More Counterfeit Drug Scaremongering

Are you worried about counterfeit drugs? According to the American Council on Science and Health, you certainly should be:

Counterfeit drugs, including fake, substandard, adulterated or falsely labeled (“misbranded”) medicines, have become a real and growing threat to global health…

Even the U.S. drug supply, among the most secure in the world, is increasingly threatened by counterfeit or substandard drugs. The last few years have seen a rising number of cases of counterfeits turning up in neighborhood pharmacies, including fake versions of some of the nation’s most popular drugs.

This isn’t mere hyperbole, they’ll have you know: they’ve published a 35-page pamphlet — complete with 101 footnotes, five pages of bibliography, and a 2009 addendum peer-reviewed by no fewer than six experts — dedicated to this subject. The title of the pamphlet is "Counterfeit Drugs:

Coming to a Pharmacy Near You". So, yes, be worried. Unless, of course, you start actually following those footnotes to their source.

A lot of the footnotes I can’t track down at all, possibly because most of the pamphlet is a couple of years old; many of the rest of the footnotes refer only to news reports rather than actual primary sources.
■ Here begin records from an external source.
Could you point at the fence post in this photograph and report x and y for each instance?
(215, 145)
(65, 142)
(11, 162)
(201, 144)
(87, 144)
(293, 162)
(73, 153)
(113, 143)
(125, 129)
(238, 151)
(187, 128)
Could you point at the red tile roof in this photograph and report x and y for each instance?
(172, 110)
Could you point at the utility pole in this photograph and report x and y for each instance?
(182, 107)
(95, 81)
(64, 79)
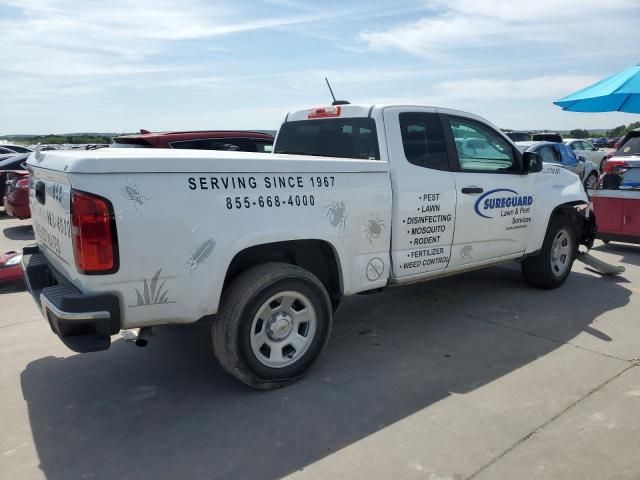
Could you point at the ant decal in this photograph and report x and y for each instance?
(132, 192)
(373, 228)
(336, 214)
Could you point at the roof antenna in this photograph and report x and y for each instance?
(335, 102)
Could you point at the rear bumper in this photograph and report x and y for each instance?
(84, 323)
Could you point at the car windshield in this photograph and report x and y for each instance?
(336, 137)
(519, 136)
(630, 147)
(13, 162)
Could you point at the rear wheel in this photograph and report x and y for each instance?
(274, 321)
(551, 267)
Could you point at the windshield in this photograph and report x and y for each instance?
(630, 147)
(335, 137)
(519, 136)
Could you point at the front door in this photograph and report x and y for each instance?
(424, 193)
(495, 201)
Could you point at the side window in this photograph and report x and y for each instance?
(480, 148)
(548, 154)
(423, 140)
(228, 144)
(568, 157)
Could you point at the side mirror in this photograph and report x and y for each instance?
(531, 162)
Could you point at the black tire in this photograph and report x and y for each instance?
(538, 270)
(232, 329)
(593, 175)
(602, 162)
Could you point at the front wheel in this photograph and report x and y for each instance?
(550, 268)
(274, 321)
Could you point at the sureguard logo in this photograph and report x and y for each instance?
(500, 198)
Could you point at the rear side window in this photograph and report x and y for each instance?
(549, 154)
(481, 149)
(423, 140)
(228, 144)
(335, 137)
(630, 147)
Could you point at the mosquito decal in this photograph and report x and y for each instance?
(201, 254)
(336, 214)
(373, 228)
(153, 294)
(131, 192)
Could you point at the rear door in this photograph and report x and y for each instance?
(494, 210)
(424, 193)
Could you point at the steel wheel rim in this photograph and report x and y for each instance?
(561, 253)
(283, 329)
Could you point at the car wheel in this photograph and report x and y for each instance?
(591, 182)
(274, 321)
(551, 267)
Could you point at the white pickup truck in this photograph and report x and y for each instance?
(354, 199)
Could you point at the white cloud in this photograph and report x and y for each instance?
(476, 24)
(547, 86)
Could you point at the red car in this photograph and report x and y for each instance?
(616, 206)
(244, 141)
(10, 268)
(16, 195)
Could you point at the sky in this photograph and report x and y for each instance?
(118, 66)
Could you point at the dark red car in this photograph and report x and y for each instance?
(10, 268)
(244, 141)
(616, 206)
(16, 195)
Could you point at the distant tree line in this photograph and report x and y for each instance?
(582, 133)
(58, 139)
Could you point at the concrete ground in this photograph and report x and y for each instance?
(473, 376)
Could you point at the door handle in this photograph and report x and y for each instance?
(40, 192)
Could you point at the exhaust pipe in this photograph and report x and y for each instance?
(139, 336)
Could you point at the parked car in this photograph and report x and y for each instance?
(16, 148)
(560, 154)
(547, 137)
(10, 267)
(6, 153)
(627, 154)
(519, 136)
(14, 162)
(582, 148)
(242, 141)
(271, 243)
(600, 142)
(612, 142)
(616, 206)
(16, 196)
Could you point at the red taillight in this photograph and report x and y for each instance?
(322, 112)
(93, 231)
(613, 165)
(22, 184)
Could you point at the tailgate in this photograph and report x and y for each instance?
(50, 202)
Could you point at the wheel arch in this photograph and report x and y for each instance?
(568, 209)
(317, 256)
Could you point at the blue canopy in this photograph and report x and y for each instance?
(617, 93)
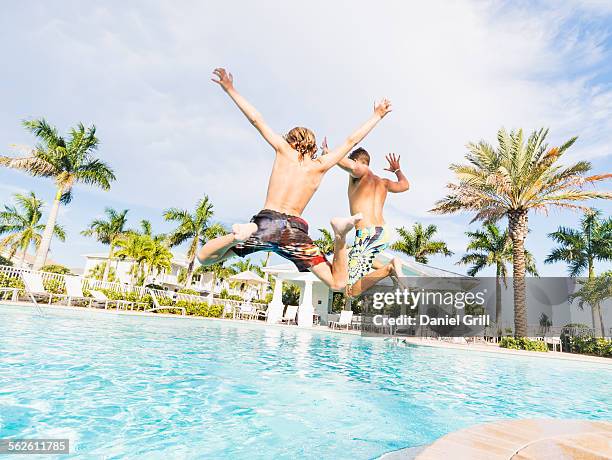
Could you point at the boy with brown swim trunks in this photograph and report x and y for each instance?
(296, 175)
(367, 194)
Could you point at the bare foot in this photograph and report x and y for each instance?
(343, 225)
(397, 265)
(396, 271)
(242, 232)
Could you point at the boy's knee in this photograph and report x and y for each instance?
(338, 286)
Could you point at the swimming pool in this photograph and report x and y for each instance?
(119, 385)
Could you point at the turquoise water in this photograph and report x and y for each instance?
(121, 386)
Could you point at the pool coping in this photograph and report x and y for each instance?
(406, 341)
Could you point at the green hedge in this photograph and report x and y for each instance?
(201, 309)
(522, 343)
(591, 346)
(191, 308)
(8, 281)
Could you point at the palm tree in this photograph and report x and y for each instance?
(108, 232)
(594, 291)
(325, 242)
(195, 228)
(581, 248)
(22, 224)
(243, 265)
(418, 243)
(68, 161)
(492, 246)
(511, 180)
(137, 248)
(157, 258)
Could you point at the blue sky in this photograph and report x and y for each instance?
(455, 72)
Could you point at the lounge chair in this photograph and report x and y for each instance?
(262, 314)
(74, 290)
(35, 288)
(229, 309)
(99, 298)
(247, 310)
(290, 314)
(6, 290)
(158, 306)
(346, 319)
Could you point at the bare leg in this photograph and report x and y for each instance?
(219, 248)
(336, 274)
(393, 269)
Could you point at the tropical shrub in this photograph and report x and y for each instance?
(54, 286)
(97, 273)
(591, 346)
(12, 281)
(227, 296)
(522, 343)
(201, 309)
(60, 269)
(5, 261)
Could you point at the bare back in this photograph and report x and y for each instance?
(292, 183)
(367, 195)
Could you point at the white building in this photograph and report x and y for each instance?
(316, 297)
(169, 278)
(28, 262)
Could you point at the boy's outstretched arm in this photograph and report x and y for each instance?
(402, 184)
(350, 166)
(226, 81)
(337, 154)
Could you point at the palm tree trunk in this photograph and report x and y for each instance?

They generally circle back to a WHO report which was not — and never purported to be — a remotely scientific study of the prevalence of counterfeit drugs; instead, it included a fair amount of anecdote, and cited a mysterious September 2005 report from the US-based Centre for Medicines in the Public Interest which predicted "that counterfeit drug sales will reach $75 billion globally in 2010, an increase of more than 90% from 2005."

I haven’t been able to find a copy of the CMPI report; if anybody can point me to it, I’d be much obliged. But that CMPI report — which, remember, was a prediction, not a survey of any kind — seems to be the only source backing up the claim from the ACSH that the counterfeit drug problem is growing. (Oh, and the author of the CMPI report is one of the experts peer-reviewing the update to the pamphlet.)

As for the claims that counterfeit drugs are increasingly being found in the US drug supply and in neighborhood pharmacies, I can’t even find a single footnote to that effect; I can’t even find the claim about neighborhood pharmacies in the pamphlet’s text.

In general, whenever a claim is footnoted in the text, that footnote doesn’t support the claim itself, but cites some other primary source — and so on, ad infinitum. And sometimes, the ACSH seems happy to make claims which aren’t even in the text of its pamphlet at all.

At the end of this exercise, the skeptical reader naturally wonders whether there’s really anything to all the hyperbole at all. Counterfeit drugs may or may not be a problem in the US, but if substantially all the claims about them turn out to be bogus or unsupported, one has to wonder why the likes of the ACSH aren’t being fully honest with us.

(Thanks to Jesse Eisinger, who pointed me to the ACSH press release.)